Macy’s same-store sales are expected to rise 2.4 percent in the fourth quarter, according to researcher Retail Metrics LLC, compared with declines of 1.3 percent at Kohl’s Corp. and 3.3 percent for Sears Holdings Corp. The average retailer is expected to report a 2.1 percent gain in revenue at locations open for at least one year.
Since acquiring May Department Stores Co. in 2005 and creating a national chain under the single nameplate of Macy’s, Lundgren has pushed to develop merchandise that can be found nowhere else. Celebrities from Jessica Simpson to Donald Trump, Sean John Combs and Martha Stewart have provided exclusive lines. Lundgren also has expanded store labels such as Alfani, Charter Club and INC.
Among Madonna’s offerings, the Material Girl Juniors’ Three-Quarter-Sleeve Studded Sweater, marked down to $34.99 from $49, was the best seller among tops Thursday.
Macy’s also owns the Bloomingdale’s chain.
Forty-six percent of Macy’s merchandise is store-label, exclusive or limited-distribution goods, up from about 25 percent in 2005, Jim Sluzewski, a Macy’s spokesman, said in an e-mail. He declined to comment on the company’s bond performance.
“I don’t think Macy’s brand portfolio is matched anywhere else,” Poonam Goyal, a Bloomberg Industries retail analyst, said in a telephone interview from Skillman, New Jersey. “Macy’s can serve a Wal-Mart customer and serve a Nordstrom customer.”
Lundgren has outdone rivals by concentrating on local tastes with teams that manage at most 20 stores, compared with as many as 200 in 2008, and by integrating store and online inventories, according to Bloomberg Industries. The retailer that began as a New York dry-goods store in 1858 knows, for example, that its McAllen, Texas, location draws Mexican tourists so it stocks more smaller-sized denim there.
Macy’s is limiting markdowns by selling via the Internet from overstocked retail locations when items run out at distribution centers. Trailing 12-month operating margin, which measures profit per dollar of sales before interest and taxes, is hovering at about the highest level in more than 10 years, Bloomberg data show.
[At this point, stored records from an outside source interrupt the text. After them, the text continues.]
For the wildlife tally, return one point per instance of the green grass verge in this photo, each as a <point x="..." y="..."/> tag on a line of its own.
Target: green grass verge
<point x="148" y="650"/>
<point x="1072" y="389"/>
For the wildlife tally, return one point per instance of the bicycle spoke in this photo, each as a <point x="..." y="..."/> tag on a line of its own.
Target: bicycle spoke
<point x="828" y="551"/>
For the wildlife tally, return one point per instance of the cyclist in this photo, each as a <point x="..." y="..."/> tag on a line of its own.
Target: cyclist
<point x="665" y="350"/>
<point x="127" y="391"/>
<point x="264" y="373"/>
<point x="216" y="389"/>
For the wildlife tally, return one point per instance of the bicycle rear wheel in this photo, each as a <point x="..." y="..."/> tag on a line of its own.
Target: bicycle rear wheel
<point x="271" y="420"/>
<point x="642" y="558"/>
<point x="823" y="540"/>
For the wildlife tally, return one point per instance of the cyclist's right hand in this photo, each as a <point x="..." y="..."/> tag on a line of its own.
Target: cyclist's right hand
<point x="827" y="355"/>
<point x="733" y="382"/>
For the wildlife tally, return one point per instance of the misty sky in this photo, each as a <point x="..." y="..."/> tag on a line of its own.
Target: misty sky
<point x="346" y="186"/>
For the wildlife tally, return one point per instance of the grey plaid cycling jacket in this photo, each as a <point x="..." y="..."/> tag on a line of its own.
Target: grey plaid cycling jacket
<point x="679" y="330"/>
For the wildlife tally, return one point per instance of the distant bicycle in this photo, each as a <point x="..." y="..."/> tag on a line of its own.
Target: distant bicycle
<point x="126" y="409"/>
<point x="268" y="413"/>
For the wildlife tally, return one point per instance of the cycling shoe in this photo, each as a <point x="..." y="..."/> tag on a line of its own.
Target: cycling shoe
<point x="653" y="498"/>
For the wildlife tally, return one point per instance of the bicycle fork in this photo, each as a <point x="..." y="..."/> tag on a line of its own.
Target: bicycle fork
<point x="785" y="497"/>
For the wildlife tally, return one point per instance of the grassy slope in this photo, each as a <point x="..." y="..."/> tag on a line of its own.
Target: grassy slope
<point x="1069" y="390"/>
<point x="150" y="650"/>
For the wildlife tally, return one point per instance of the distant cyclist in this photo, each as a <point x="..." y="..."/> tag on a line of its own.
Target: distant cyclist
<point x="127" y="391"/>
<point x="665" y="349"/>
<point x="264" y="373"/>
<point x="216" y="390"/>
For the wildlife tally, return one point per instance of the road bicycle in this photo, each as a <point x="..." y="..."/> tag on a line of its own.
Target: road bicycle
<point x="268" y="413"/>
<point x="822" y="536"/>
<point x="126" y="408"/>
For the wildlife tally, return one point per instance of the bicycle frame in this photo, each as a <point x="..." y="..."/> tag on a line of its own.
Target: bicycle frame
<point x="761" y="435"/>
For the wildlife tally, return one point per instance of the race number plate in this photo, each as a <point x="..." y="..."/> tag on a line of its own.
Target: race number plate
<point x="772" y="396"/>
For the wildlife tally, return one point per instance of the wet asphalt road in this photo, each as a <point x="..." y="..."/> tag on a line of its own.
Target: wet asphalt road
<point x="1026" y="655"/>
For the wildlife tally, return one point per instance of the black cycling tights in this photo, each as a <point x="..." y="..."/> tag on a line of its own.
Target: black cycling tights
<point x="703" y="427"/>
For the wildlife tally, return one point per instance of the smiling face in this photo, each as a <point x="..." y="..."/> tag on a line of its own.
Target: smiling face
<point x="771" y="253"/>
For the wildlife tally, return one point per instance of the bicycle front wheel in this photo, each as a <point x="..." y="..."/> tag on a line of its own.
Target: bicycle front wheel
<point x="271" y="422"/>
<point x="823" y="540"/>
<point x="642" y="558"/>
Shares soared almost 10 percent last month after the company reported better profit than analysts had projected thanks to its local selection. The stock has gained 37 percent this year to $52.23, including dividends, compared with a 30 percent rise in the Standard &Poor’s 500 Index.
U.S. department stores will post a 1 percent decline in sales at stores open at least a year in the fourth quarter, according to Retail Metrics, which is based Swampscott, Massachusetts.
Forecasts for lower sales have crimped bond returns for Macy’s competitors. Debt of Menomonee Falls, Wisconsin-based Kohl’s has fallen 0.04 percent and bonds of Edward Lampert- controlled Sears have dropped 1.88 percent since Black Friday.
After extending bond maturities and reducing long-term debt by $1.72 billion since 2010 to $6.73 billion on Nov. 2, Macy’s pays an average 5.88 percent interest on bonds that mature in about 12 years, compared with 6.7 percent on notes maturing in 10 years in January 2010.
Macy’s credit rating has been upgraded four times in the last three years by Standard &Poor’s to BBB+ this month from BB in May 2010. Moody’s Investors Service rates the company two levels below S&P at Baa3, the lowest investment grade.
“Although we forecast a tough holiday season characterized by a reduction in consumer traffic and increased promotional activity, we believe Macy’s will perform ahead of many of its peers,” S&P analysts David Kuntz and Ana Lai wrote in a Dec. 4 statement.